The Role of Tactile Sensing for Learning Reach and Grasp

TL;DR

This paper investigates how different tactile sensing configurations influence reinforcement learning for robotic grasping, highlighting that tactile features can improve learning under visual perception errors but complex inputs may hinder training.

Contribution

It provides a systematic comparison of tactile sensing setups in reinforcement learning for grasping, addressing the impact of tactile complexity on learning performance.

Findings

Tactile features improve grasp learning under visual perception errors.

Complex tactile inputs can complicate the training process.

Different tactile setups have varying effects on learning outcomes.

Abstract

Stable and robust robotic grasping is essential for current and future robot applications. In recent works, the use of large datasets and supervised learning has enhanced speed and precision in antipodal grasping.
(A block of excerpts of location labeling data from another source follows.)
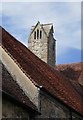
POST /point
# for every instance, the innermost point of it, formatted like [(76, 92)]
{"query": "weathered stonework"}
[(43, 44), (51, 108), (13, 110)]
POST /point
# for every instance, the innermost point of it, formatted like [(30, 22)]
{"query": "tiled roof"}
[(41, 73), (73, 71), (12, 89)]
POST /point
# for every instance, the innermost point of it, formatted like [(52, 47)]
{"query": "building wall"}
[(50, 108), (17, 74), (12, 110), (51, 50), (44, 48), (38, 46)]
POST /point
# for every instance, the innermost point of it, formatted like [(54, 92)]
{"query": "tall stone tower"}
[(42, 43)]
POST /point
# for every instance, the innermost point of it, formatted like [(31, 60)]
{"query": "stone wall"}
[(38, 46), (51, 108), (11, 109), (51, 51), (43, 47)]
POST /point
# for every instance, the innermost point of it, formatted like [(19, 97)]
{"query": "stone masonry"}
[(42, 43)]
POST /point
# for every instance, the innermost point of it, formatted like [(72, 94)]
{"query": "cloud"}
[(66, 17)]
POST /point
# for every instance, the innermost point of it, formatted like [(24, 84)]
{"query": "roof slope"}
[(73, 71), (41, 73), (12, 89)]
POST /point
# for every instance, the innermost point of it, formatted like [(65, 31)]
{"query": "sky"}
[(18, 17)]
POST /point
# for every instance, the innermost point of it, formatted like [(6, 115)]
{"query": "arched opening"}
[(40, 34), (35, 35)]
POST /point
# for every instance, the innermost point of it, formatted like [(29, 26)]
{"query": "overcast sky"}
[(18, 17)]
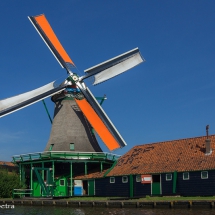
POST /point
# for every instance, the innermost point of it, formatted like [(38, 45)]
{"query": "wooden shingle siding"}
[(103, 187)]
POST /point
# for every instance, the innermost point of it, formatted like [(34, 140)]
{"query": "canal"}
[(46, 210)]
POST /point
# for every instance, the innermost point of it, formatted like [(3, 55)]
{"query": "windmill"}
[(76, 109)]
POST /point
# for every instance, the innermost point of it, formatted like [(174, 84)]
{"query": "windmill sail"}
[(44, 29), (99, 120), (115, 66), (18, 102)]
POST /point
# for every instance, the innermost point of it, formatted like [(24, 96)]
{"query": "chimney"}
[(208, 143)]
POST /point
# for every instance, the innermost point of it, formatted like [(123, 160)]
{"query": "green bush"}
[(8, 182)]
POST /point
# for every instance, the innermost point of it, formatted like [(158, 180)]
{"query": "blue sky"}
[(170, 96)]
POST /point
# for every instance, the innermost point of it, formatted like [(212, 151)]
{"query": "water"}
[(47, 210)]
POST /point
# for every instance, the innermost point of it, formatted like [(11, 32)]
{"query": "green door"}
[(36, 189), (91, 187), (61, 188), (156, 186)]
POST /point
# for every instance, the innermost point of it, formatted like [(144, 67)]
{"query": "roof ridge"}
[(174, 140)]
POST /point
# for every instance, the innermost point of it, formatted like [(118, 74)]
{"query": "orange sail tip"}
[(97, 124), (45, 30)]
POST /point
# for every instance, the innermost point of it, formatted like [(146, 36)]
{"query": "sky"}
[(170, 96)]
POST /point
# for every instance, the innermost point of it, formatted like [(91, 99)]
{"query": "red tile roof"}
[(177, 155)]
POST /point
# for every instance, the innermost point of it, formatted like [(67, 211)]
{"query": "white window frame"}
[(202, 175), (112, 178), (138, 178), (124, 179), (168, 179), (187, 177), (63, 182)]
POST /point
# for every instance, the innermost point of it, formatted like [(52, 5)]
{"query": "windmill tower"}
[(72, 150), (70, 131)]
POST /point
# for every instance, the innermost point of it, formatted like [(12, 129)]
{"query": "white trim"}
[(139, 180), (160, 185), (170, 175), (112, 182), (63, 182), (188, 178), (125, 181), (204, 177)]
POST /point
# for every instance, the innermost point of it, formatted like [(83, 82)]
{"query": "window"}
[(168, 177), (138, 178), (204, 174), (186, 176), (112, 179), (62, 182), (72, 146), (124, 179), (51, 146)]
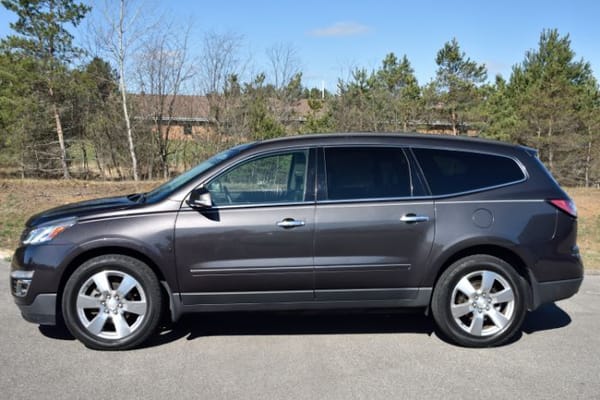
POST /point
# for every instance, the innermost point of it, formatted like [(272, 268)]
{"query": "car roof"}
[(405, 139)]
However, these methods struggle with perception and calibration errors due to large planning horizons. To obtain more robust and reactive grasping motions, leveraging reinforcement learning combined with tactile sensing is a promising direction. Yet, there is no systematic evaluation of how the complexity of force-based tactile sensing affects the learning behavior for grasping tasks. This paper compares various tactile and environmental setups using two model-free reinforcement learning approaches for antipodal grasping. Our findings suggest that under imperfect visual perception, various tactile features improve learning outcomes, while complex tactile inputs complicate training.